Boosted by its victory in the September 12 referendum on constitutional reform, Prime Minister Recep Tayyip Erdogan's government has since focused on the Kurdish conflict with a series of cautious steps aimed at convincing the separatist Kurdistan Workers' Party (PKK) to lay down arms.
The authorities appear to have included jailed PKK leader Abdullah Ocalan in the effort, with his lawyers acting as intermediaries and holding meetings with him in his cell on the prison island of Imrali.
Erdogan has categorically ruled out "talks with a terrorist organisation or its representatives," but media reports say officials are also involved in direct contacts with Ocalan, who retains a strong influence over the PKK despite being behind bars since 1999.
Ankara's objective is to cajole the PKK into extending indefinitely a truce in place since August and press ahead with measures to expand the freedoms of the Kurdish community, estimated to number up to 15 million in a population of 73 million people, a source close to the government said.
The rebels, in the meantime, would leave Turkish soil and withdraw to their base camps in neighbouring northern Iraq until the next step in settling the conflict is decided, he said.
"We are closer to peace," one of Ocalan's lawyers, Aysel Tugluk, said late Monday after she visited the PKK leader on Imrali.
Ocalan asserted that his "efforts for peace will continue," she said.

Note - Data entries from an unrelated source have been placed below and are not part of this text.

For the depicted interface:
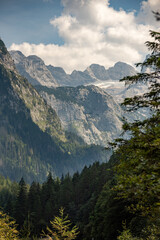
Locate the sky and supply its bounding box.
[0,0,160,73]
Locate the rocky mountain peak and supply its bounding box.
[0,39,16,71]
[108,62,137,80]
[86,64,109,80]
[10,51,58,87]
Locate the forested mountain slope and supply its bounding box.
[0,40,109,182]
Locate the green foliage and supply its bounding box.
[0,211,19,240]
[114,14,160,239]
[47,208,79,240]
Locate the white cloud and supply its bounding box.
[10,0,160,72]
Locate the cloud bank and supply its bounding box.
[10,0,160,73]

"We want a settlement on a democratic and political ground... We are not looking for a solution by force," she quoted Ocalan as saying.

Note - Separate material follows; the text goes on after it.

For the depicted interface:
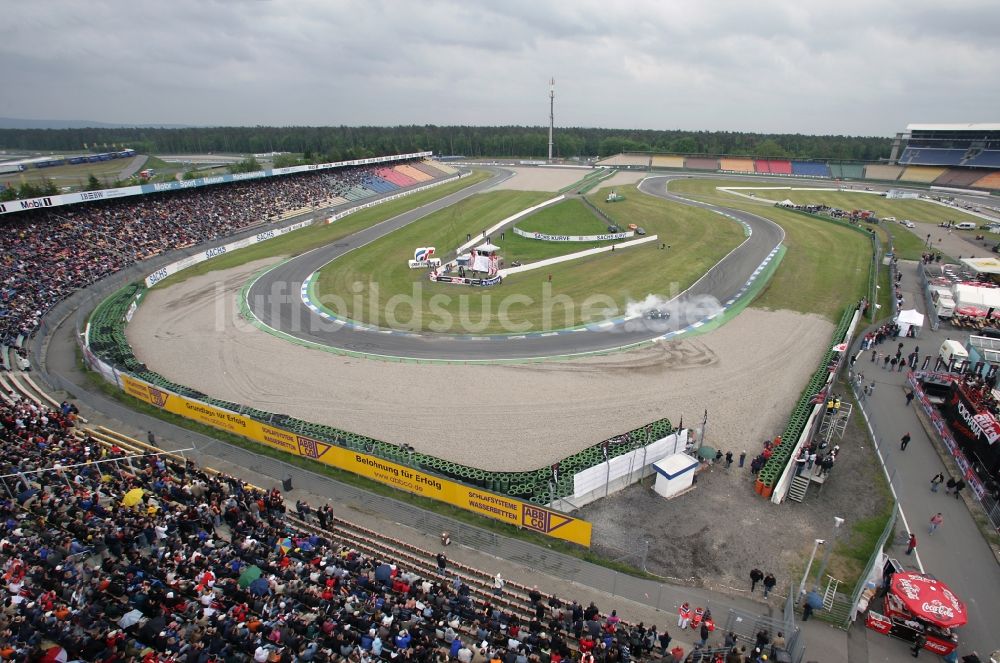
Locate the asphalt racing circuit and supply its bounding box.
[246,170,784,362]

Last week, senior government ministers held rare talks with leaders of Turkey's main Kurdish party, the Peace and Democracy Party (BDP), which is sympathetic to the PKK and backs rebel demands for Kurdish autonomy in the southeast.
Interior Minister Besir Atalay travelled to northern Iraq on Sunday for talks with Massoud Barzani, the head of the autonomous Kurdish administration of the region, to discuss cooperation in efforts to persuade the PKK to renounce violence.

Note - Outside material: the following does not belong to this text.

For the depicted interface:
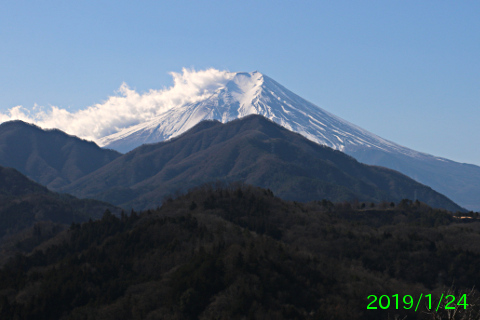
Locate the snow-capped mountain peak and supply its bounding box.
[100,71,421,160]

Turkey is also in contact with the United States and its intelligence chief held talks on the issue in Washington recently.
Ankara estimates that about 2,000 PKK militants are holed up in remote mountains in northern Iraq, where Turkish cross-border military action against the rebels has proved to be of little effect.
Washington, which backs Turkey's struggle against the PKK, is concerned that the group, using northern Iraq as a launching pad for attacks on Turkey, may again poison recently improved ties between Ankara and the Iraqi Kurds.
Despite the rare effort at dialogue with the Kurds, the Turkish government faces an uphill task and an ultimate settlement of the conflict is not seen as a short-term prospect.
Ankara has already ruled out Kurdish demands for a constitutional recognition of their community as a distinct element of Turkey's population and calls for Kurdish-language education in public schools in the southeast.
And despite the PKK truce, violence persists on the ground, fanning nationalist sentiment in a country where many are already hostile to the idea of seeking a negotiated solution with the rebels.
The PKK, listed as a terrorist group by Ankara and much of the international community, took up arms for Kurdish self-rule in the southeast in 1984, sparking a conflict that has claimed some 45,000 lives, wrecked the economy of the already poor region and forced the displacement of thousands.